Detection of Age-Related Changes in Tendon Molecular Composition by Raman Spectroscopy-Potential for Rapid, Non-Invasive Assessment of Susceptibility to Injury.
Yin N-H., Parker AW., Matousek P., Birch HL.
The lack of clinical detection tools at the molecular level hinders our progression in preventing age-related tendon pathologies. Raman spectroscopy can rapidly and non-invasively detect tissue molecular compositions and has great potential for in vivo applications. In biological tissues, a highly fluorescent background masks the Raman spectral features and is usually removed during data processing, but including this background could help age differentiation since fluorescence level in tendons increases with age. Therefore, we conducted a stepwise analysis of fluorescence and Raman combined spectra for better understanding of the chemical differences between young and old tendons. Spectra were collected from random locations of vacuum-dried young and old equine tendon samples (superficial digital flexor tendon (SDFT) and deep digital flexor tendon (DDFT), total n = 15) under identical instrumental settings. The fluorescence-Raman spectra showed an increase in old tendons as expected. Normalising the fluorescence-Raman spectra further indicated a potential change in intra-tendinous fluorophores as tendon ages.
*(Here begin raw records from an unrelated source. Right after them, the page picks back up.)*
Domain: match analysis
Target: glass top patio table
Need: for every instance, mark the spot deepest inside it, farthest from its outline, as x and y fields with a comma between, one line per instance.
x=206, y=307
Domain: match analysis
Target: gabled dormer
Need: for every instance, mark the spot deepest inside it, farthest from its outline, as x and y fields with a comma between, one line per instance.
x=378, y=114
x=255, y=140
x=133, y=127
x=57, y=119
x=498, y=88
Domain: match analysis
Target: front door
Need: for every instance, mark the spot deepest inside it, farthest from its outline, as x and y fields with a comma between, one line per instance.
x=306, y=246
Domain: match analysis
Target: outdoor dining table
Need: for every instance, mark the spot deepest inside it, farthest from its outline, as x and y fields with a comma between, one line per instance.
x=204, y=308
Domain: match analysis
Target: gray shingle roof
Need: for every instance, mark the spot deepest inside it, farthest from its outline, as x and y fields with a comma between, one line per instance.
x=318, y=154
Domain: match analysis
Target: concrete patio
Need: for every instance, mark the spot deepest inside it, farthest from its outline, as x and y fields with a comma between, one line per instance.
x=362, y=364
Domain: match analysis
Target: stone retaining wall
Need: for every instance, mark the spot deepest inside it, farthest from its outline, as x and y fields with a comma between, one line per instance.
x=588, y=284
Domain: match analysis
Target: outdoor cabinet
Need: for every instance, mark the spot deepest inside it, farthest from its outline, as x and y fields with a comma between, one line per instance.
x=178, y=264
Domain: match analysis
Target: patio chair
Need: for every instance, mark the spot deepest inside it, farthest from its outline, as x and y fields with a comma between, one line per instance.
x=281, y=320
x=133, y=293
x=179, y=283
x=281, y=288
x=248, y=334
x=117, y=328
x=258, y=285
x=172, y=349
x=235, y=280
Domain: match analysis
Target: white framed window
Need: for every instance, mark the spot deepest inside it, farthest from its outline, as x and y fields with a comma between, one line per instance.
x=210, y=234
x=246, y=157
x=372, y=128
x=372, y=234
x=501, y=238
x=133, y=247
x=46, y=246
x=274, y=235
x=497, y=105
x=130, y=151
After fluorescence removal, the pure Raman spectra demonstrated between-group differences in CH2 bending (1450 cm-1) and various ring-structure and carbohydrate-associated bands (1000-1100 cm-1), possibly relating to a decline in cellular numbers and an accumulation of advanced glycation end products in old tendons. These results demonstrated that Raman spectroscopy can successfully detect age-related tendon molecular differences.